Pourquoi l'incertitude quantique importe différemment pour Bitcoin
Les ordinateurs quantiques d'aujourd'hui ne peuvent pas casser Bitcoin ou aucune blockchain majeure. Ce qui se passe déjà, c'est que l'incertitude autour du risque quantique influence la manière dont les différents réseaux choisissent de communiquer et la façon dont les investisseurs interprètent ces choix.
En dehors de Bitcoin, le travail post-quantique a été présenté comme de l'infrastructure.
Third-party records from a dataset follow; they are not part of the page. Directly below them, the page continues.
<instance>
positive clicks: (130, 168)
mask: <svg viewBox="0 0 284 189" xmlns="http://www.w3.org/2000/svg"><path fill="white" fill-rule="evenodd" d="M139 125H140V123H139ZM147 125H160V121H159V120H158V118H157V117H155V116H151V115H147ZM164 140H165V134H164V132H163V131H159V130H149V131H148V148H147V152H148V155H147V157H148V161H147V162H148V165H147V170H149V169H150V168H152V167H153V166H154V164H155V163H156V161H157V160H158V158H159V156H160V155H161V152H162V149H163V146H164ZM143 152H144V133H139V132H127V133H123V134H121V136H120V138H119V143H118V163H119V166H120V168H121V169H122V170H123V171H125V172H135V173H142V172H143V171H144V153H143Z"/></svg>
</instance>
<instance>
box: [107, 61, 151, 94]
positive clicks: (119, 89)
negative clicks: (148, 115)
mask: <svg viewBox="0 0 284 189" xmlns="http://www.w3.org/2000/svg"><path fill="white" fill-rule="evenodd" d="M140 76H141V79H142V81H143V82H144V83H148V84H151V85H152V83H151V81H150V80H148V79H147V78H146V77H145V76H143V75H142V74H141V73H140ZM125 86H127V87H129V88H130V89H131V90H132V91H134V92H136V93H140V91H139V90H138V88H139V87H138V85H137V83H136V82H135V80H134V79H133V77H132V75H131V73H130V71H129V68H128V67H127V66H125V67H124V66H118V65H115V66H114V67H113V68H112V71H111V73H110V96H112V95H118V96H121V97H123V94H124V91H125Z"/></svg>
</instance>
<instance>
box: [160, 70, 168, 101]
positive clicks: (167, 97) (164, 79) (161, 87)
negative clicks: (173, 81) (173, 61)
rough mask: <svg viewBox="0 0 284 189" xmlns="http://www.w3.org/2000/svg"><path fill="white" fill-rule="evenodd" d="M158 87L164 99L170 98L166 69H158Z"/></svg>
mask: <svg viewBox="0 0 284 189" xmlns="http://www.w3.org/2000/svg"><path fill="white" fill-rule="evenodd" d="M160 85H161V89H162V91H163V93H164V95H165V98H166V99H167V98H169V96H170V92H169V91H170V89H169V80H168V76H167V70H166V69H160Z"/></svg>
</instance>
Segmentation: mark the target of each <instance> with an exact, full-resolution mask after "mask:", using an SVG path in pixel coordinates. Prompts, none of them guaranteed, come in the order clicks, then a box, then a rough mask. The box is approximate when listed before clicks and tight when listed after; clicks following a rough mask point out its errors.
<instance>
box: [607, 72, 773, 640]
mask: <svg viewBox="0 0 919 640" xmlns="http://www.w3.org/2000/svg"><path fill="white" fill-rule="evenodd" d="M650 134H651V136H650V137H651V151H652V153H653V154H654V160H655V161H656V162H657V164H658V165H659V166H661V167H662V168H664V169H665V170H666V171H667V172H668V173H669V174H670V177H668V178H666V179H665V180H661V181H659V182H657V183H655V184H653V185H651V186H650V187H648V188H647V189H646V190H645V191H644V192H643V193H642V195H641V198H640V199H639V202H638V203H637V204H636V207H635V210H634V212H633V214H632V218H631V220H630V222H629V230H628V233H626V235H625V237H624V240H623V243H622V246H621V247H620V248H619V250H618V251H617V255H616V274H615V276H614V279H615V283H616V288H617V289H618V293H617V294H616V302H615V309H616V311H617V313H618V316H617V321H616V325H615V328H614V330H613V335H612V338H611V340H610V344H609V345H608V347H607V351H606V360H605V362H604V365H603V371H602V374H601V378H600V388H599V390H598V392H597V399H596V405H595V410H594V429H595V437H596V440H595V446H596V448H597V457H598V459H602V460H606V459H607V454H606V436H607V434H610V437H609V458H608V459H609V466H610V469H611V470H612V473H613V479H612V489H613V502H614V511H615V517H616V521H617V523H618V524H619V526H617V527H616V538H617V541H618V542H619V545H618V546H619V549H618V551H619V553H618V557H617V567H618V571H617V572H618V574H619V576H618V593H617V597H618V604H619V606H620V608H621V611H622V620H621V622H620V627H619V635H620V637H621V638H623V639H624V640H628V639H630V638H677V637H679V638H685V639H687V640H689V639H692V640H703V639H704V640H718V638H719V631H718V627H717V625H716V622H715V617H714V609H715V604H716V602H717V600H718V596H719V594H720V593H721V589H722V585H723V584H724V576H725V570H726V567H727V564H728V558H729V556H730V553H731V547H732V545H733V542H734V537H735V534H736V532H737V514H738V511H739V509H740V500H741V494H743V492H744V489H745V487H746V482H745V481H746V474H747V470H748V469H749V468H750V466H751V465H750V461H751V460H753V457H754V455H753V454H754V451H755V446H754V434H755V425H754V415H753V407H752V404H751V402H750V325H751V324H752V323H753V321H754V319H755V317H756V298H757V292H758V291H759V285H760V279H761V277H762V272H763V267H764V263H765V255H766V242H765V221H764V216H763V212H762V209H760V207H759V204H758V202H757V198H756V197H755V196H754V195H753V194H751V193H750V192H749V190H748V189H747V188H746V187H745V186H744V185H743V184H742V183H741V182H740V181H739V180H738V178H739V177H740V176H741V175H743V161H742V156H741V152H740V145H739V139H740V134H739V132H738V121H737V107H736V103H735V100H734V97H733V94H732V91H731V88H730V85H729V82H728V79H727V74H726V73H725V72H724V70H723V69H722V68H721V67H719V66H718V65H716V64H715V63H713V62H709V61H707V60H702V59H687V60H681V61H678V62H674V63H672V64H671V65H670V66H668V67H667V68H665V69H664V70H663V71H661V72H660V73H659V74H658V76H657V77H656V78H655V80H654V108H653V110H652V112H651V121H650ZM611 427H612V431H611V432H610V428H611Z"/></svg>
Les mises à niveau facultatives et les réseaux de test permettent aux blockchains de signaler leur préparation sans forcer les utilisateurs ou les marchés à réévaluer les hypothèses de sécurité actuelles. Cette approche limite le coût réputationnel d'une préparation précoce tout en préservant la flexibilité si les calendriers changent.
Bitcoin fonctionne sous des contraintes différentes. Parce que sa valeur est étroitement liée à des assurances à long terme sur la sécurité et la durabilité, les discussions sur la future preuve de sa cryptographie tendent à attirer un examen immédiat. Ce qui pourrait être traité comme une planification de contingence routinière ailleurs est plus facilement lu comme un commentaire sur les fondamentaux de Bitcoin.
Les voix influentes liées à Bitcoin craignent que mettre l'accent sur des risques lointains n'invite à l'incompréhension et à la panique. Les investisseurs craignent que minimiser ces risques ne signale un manque de planification de contingence. Les deux côtés répondent à la façon dont la confiance se forme en l'absence de calendriers clairs.
Le débat quantique suggère que pour Bitcoin, gérer la manière dont les risques à long terme sont discutés peut importer autant que de gérer les risques eux-mêmes.